En réalité, la politique d’une nation est commandée par la nature et la culture, autrement dit par l’histoire et la géographie. De ce point de vue, notre France éternelle est situe en Europe, en Occident (« Si vous respectez vos évêques, votre royaume d’en trouvera bien – 481 ») et elle est sur l »Atlantique, et elle a fait l’indépendance des États-Unis (George Washington). En conséquence sa politique est européenne, occidentale et atlantique. Cette politique commence par l’entente avec l’Angleterre (traite du 3 janvier 1815), face à la menace russo-prussienne; elle se renouvelle avec l’Entente Cordiale de 1904, et se prolonge avec l’amitié franco-américaine (cf. Conférence d’Algésiras – 1906) En 1917, ce sont les Etats-Unis qui assurent la victoire des Allies, dans le cadre du commandement intégré institue à Doullens, mars 1918. En 1940, la France envoie un message pathétique à Roosevelt (« for the record »). La France ne se rétablit qu’avec les accords économiques Weygand-Murphy et le débarquement Allié en novembre 1942. C’est lorsqu’elle pense que « l’antagonisme russo-américain lui offre des chances d’action exceptionnelles » qu’elle se destine à être broyée, ce qui fut fait à Dien Bien Phu (1954), Suez, 1956, Sakhiet et le contentieux franco-tunisien. Alors la dissuasion française, à l’heure des missiles russes hypersoniques, vous comprenez, ça vaut pour le comptoir du bar des Sports.
Certes, mais quel rapport ces articles ont-ils avec la ligne éditoriale et le périmètre géographique de couverture de Gavroche Thaïlande?
Puk Kalasin Merci beaucoup pour votre intérêt ! Notre ligne éditoriale, bien qu’elle se concentre principalement sur la Thaïlande et l’Asie du Sud-Est, aborde également des sujets concernant l’Asie du Sud-Est en Europe. Chaque semaine, nous publions aussi un éditorial rédigé par notre ami et coordinateur éditorial, Richard Werly, qui partage sa vision de la France vue de l’étranger.
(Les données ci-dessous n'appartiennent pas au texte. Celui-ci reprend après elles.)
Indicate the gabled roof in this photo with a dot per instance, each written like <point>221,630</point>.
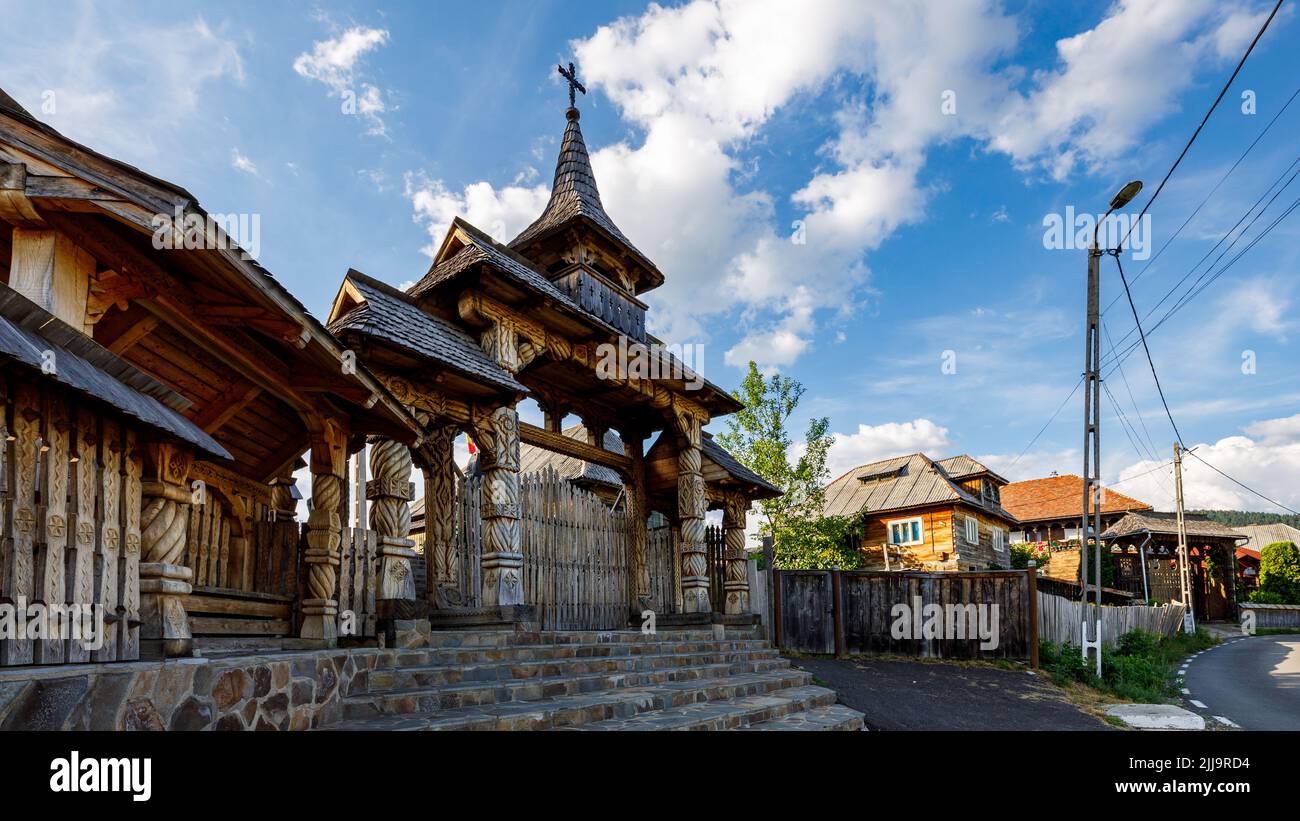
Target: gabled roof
<point>963,467</point>
<point>1262,535</point>
<point>575,198</point>
<point>83,365</point>
<point>389,315</point>
<point>900,483</point>
<point>534,460</point>
<point>1060,496</point>
<point>1166,524</point>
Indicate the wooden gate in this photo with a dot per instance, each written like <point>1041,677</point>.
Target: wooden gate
<point>575,552</point>
<point>973,615</point>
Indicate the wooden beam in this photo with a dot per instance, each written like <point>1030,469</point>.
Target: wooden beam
<point>559,443</point>
<point>225,407</point>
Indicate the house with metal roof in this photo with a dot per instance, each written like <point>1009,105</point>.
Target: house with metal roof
<point>924,513</point>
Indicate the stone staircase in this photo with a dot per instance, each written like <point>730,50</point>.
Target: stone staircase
<point>501,680</point>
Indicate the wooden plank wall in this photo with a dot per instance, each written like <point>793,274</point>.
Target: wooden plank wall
<point>69,521</point>
<point>867,611</point>
<point>1061,620</point>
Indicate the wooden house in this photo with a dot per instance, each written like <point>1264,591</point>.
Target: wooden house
<point>924,513</point>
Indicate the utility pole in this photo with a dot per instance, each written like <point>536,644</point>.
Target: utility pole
<point>1183,565</point>
<point>1091,525</point>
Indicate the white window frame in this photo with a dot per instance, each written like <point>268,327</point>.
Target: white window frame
<point>921,530</point>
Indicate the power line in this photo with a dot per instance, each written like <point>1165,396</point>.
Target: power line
<point>1204,120</point>
<point>1143,335</point>
<point>1239,483</point>
<point>1208,196</point>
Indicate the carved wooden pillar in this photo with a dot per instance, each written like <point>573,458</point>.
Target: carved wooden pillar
<point>638,570</point>
<point>390,494</point>
<point>164,580</point>
<point>324,534</point>
<point>442,565</point>
<point>736,583</point>
<point>503,556</point>
<point>690,515</point>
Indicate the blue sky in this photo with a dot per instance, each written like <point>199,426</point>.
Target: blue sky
<point>921,146</point>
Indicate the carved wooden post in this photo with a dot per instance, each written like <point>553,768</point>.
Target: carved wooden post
<point>690,513</point>
<point>503,555</point>
<point>390,518</point>
<point>440,518</point>
<point>638,572</point>
<point>164,580</point>
<point>736,585</point>
<point>324,533</point>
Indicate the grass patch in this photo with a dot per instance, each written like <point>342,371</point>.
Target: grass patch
<point>1140,668</point>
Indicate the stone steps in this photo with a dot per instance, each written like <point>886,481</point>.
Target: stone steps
<point>592,681</point>
<point>585,708</point>
<point>533,670</point>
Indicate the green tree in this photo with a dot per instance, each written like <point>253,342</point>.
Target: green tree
<point>759,437</point>
<point>1279,573</point>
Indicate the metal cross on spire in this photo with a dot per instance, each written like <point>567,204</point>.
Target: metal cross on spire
<point>571,75</point>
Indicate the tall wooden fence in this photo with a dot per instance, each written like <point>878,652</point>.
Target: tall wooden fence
<point>1061,620</point>
<point>575,552</point>
<point>70,500</point>
<point>974,615</point>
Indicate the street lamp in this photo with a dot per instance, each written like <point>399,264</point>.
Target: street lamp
<point>1092,430</point>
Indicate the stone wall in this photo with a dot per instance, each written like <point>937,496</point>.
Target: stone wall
<point>280,691</point>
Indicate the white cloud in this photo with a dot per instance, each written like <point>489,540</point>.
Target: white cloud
<point>336,61</point>
<point>875,442</point>
<point>501,212</point>
<point>1266,459</point>
<point>242,164</point>
<point>125,87</point>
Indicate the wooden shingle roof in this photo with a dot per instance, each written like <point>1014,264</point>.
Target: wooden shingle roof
<point>1060,496</point>
<point>1166,524</point>
<point>900,483</point>
<point>575,198</point>
<point>391,316</point>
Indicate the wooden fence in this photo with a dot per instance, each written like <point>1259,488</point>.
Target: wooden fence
<point>1061,620</point>
<point>575,552</point>
<point>974,615</point>
<point>70,499</point>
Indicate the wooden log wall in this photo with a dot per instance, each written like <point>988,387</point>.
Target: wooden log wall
<point>69,521</point>
<point>1061,620</point>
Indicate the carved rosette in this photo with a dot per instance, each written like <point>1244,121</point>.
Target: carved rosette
<point>502,557</point>
<point>690,515</point>
<point>736,582</point>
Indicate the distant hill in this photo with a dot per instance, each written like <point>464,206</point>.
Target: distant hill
<point>1235,518</point>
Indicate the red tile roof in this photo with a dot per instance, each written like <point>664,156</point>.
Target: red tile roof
<point>1058,496</point>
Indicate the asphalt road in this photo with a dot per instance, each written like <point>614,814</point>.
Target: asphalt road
<point>913,695</point>
<point>1253,682</point>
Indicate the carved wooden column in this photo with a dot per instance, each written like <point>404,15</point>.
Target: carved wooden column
<point>324,534</point>
<point>736,583</point>
<point>503,556</point>
<point>442,565</point>
<point>690,515</point>
<point>164,580</point>
<point>390,494</point>
<point>638,572</point>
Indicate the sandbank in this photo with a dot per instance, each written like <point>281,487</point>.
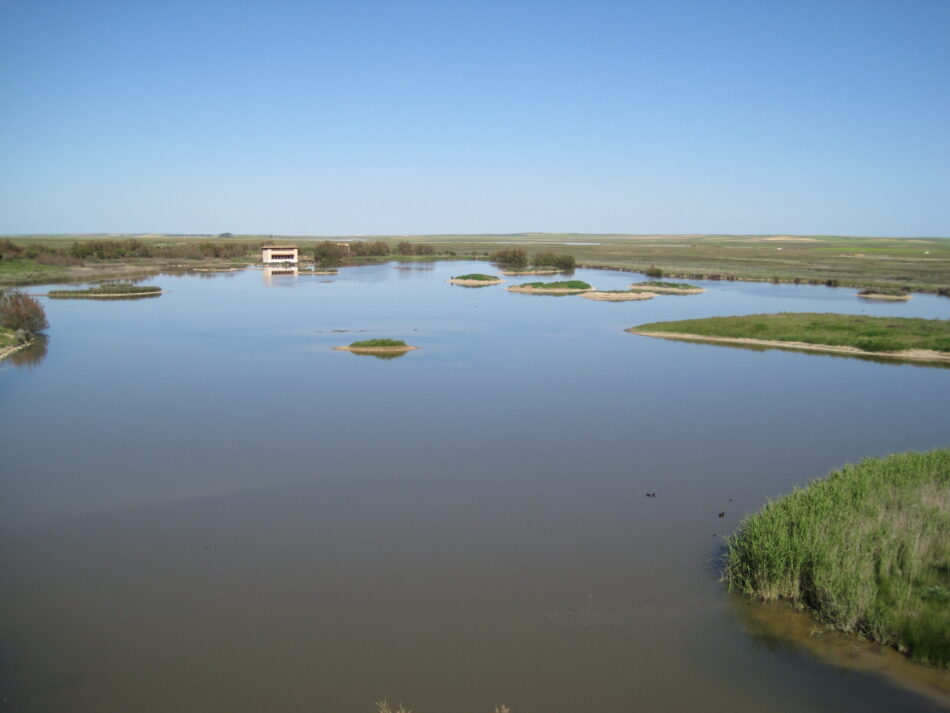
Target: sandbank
<point>618,296</point>
<point>881,296</point>
<point>103,296</point>
<point>548,290</point>
<point>912,354</point>
<point>475,283</point>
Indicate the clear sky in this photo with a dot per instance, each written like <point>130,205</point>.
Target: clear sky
<point>293,117</point>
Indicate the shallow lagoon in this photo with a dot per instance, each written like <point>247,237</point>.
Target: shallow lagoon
<point>206,508</point>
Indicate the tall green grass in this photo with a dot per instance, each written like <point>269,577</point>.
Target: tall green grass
<point>867,549</point>
<point>872,334</point>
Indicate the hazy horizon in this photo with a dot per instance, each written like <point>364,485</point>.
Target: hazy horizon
<point>299,118</point>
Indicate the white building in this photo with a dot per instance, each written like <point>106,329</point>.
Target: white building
<point>279,254</point>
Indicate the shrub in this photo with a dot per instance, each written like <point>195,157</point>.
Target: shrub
<point>19,311</point>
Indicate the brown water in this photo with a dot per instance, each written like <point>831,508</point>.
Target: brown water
<point>206,509</point>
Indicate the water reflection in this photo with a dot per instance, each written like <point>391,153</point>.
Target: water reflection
<point>776,626</point>
<point>31,355</point>
<point>280,276</point>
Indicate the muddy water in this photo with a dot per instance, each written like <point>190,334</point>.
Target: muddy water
<point>205,508</point>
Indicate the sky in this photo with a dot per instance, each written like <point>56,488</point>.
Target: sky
<point>347,118</point>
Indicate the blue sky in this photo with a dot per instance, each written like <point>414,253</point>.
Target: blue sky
<point>323,118</point>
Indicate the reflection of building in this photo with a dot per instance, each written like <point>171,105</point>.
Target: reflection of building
<point>279,254</point>
<point>280,272</point>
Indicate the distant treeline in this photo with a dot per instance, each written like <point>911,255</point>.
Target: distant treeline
<point>518,259</point>
<point>129,248</point>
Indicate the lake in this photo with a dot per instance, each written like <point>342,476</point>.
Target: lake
<point>205,508</point>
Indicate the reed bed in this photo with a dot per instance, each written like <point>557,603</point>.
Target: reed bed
<point>866,549</point>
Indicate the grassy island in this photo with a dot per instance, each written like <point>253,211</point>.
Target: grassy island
<point>901,337</point>
<point>866,549</point>
<point>552,288</point>
<point>884,293</point>
<point>475,279</point>
<point>673,288</point>
<point>618,295</point>
<point>378,346</point>
<point>108,291</point>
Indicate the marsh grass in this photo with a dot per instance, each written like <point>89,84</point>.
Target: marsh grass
<point>119,290</point>
<point>565,285</point>
<point>871,334</point>
<point>866,549</point>
<point>368,343</point>
<point>674,285</point>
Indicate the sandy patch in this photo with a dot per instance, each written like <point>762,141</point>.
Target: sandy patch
<point>475,283</point>
<point>891,298</point>
<point>84,296</point>
<point>376,350</point>
<point>915,354</point>
<point>547,290</point>
<point>618,296</point>
<point>666,290</point>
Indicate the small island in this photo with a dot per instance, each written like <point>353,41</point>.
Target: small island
<point>618,295</point>
<point>863,549</point>
<point>475,279</point>
<point>884,293</point>
<point>377,346</point>
<point>857,335</point>
<point>669,288</point>
<point>568,287</point>
<point>119,291</point>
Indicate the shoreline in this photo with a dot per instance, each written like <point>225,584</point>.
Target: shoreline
<point>602,296</point>
<point>474,283</point>
<point>890,298</point>
<point>85,296</point>
<point>666,290</point>
<point>548,290</point>
<point>7,351</point>
<point>907,354</point>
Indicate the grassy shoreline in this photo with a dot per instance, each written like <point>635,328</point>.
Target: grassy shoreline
<point>874,335</point>
<point>866,549</point>
<point>912,264</point>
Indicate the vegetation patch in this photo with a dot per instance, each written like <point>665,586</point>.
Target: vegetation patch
<point>859,332</point>
<point>673,288</point>
<point>564,285</point>
<point>378,343</point>
<point>477,276</point>
<point>106,291</point>
<point>884,293</point>
<point>618,295</point>
<point>866,549</point>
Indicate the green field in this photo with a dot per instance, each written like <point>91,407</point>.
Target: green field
<point>867,549</point>
<point>916,264</point>
<point>871,334</point>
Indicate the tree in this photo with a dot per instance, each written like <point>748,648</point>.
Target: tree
<point>22,312</point>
De nombreux lecteurs s’interrogent sur la France, et cet éditorial est conçu pour répondre à leurs préoccupations et éveiller leur intérêt.
j’ajouterai, si vous le permettez, que le périmètre géographique que doit envisager Gavroche, ce qu’il fait, peut être entendu comme celui de la Thaïlande au sens géographique strict, délimitée par ses frontières, il peut aussi être entendu au sens de l’Asie du Sud-Est (ASEAN) ou de l’Asie de l’Est ou du Nord et du Nord-ouest ou de l’Asie qu’il est malaisé de définir géographiquement : la partie asiatique de la Turquie ? La France n’est-elle pas la partie occidentale de l’Asie ? Et comment ignorer la place que l’Asie, dans ses acceptions géographiques différentes possibles, joue un rôle majeur dans la compréhension des rapports géopolitiques mondiaux auxquels l’Europe et la France, et même la Suisse, n’échappent pas.
La question du statut de la dissuasion nucléaire française et de son emploi (bien que faite pour ne pas être employée en première intention puisque défensive) est un aspect de la question de la politique européenne de défense et de sécurité commune lorsqu’il apparait, dans le contexte géopolitique renouvelé actuel, comme au cœur de approfondissement de l’UE. Le Président Macron, depuis le discours de la Sorbonne, entend être le leader cet objectif, rabâché comme un dogme, autrefois réservé au cabri : l’Europe, l’Europe ! Mieux et Plus !
Les paramètres devenus anciens de l’emploi de la dissuasion nucléaire française en Europe apparaissent comme devant être revus parce que inadaptés. Depuis le retrait du Royaume-Uni de l’UE, autre puissance nucléaire, et face aux nouvelles menaces moins diffuses que l’impérialisme russe fait peser sur la sécurité européenne, les paramètres anciens apparaissent comme obsolètes.
Dans le cadre des nouvelles données géostratégiques européennes, le périmètre de la protection nucléaire française a été redéfini ou est en voie de l’être. Une menace d’emploi de l’arme nucléaire caractérisée contre la Pologne ou l’Allemagne serait sans doute considéré comme une atteinte aux intérêts vitaux de la France en tant que membre de l’UE. D’où la question de la mutualisation de l’emploi de l’arme atomique française.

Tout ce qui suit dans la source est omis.